Ms Dianna Yach
Dianna chairs the Mauerberger Foundation Fund (MFF), an NPO founded by her grandfather Morris Mauerberger in 1936. Working with community based and higher education institutions, the MFF supports social justice and social cohesion by strengthening ethical leadership in the arts and heritage, health, education, sustainable environment, and welfare.
Dianna is a proud UCT alumna, passionately committed to equality, human rights and social justice. After graduating from UCT with a BA and LLB, she was admitted to the SA high court as an advocate and obtained an LLM from the University of London. She is an accredited mediator and fellow of the Chartered Institute of People Development (CIPD) in the UK.
Dianna has served two terms as a member of UCT’s Council. She has been re-elected as a member of the 2024–2028 Council, and chairs the University Human Resources Committee, is a member of UCT Remuneration Committee and chair of the Irma Stern Museum Committee.
Dianna continues to play an active role in UCT alumni affairs. She served as chair of the Alumni Association and supported transitional arrangements when the Alumni Association merged with Convocation in 2022. She serves by invitation on the Law Faculty’s Law Clinic Advisory Board and Alumni and Development Board.
She presently serves as a trustee of ORT SA Cape, an NGO that empowers teachers and encourages initiatives that support the growth and potential of young people, and is also a trustee of the Cape Jewish Welfare Trust.
She is a former member of Cape Peninsula University of Technology Council.

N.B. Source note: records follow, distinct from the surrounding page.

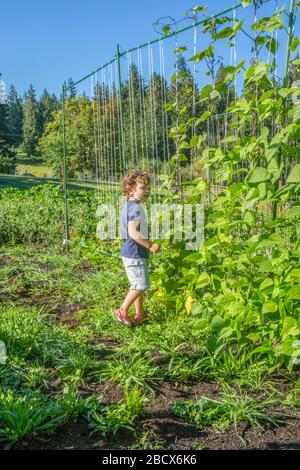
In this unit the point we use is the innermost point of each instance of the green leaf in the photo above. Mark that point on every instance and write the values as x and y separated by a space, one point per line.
266 284
290 327
246 3
194 141
217 324
209 52
294 293
296 112
180 50
203 280
203 117
293 213
259 175
166 30
295 43
226 332
224 33
212 343
294 176
269 307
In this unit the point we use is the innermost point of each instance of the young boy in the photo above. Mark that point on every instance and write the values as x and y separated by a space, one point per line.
136 246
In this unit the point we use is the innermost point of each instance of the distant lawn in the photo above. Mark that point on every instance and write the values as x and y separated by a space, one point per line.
41 171
26 182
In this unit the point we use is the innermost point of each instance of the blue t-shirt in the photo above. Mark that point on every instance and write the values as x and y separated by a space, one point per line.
132 210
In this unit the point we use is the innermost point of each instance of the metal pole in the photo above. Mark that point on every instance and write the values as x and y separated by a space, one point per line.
162 38
66 239
292 16
122 140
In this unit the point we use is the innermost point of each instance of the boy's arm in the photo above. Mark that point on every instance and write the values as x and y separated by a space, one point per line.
138 237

While living in London (prior to returning to Cape Town in 2012), she co-founded a niche consultancy, Ionann Management Consultants, working with clients in the public, higher education, private and community sectors to translate equality, diversity, and human rights into practice: going beyond legal compliance to enacting the spirit of transformation. She has considerable experience as a consultant and educator and worked with clients to accelerate democratic policing and human rights in Northern Ireland, Ireland, the UK and 11 countries in Africa. She was a trustee of Camden Citizens Advice, chair of the Camden Race Equality Council and a founder member of Scotland Yard’s Racial and Violent Crime Taskforce
In the months leading to South Africa’s first democratic elections in 1994, she worked with colleagues at the University of the Western Cape and chaired multinational panels on peacekeeping and transformation of the South African Police Service. She was a member of the Commonwealth Observer Group during the 1994 elections.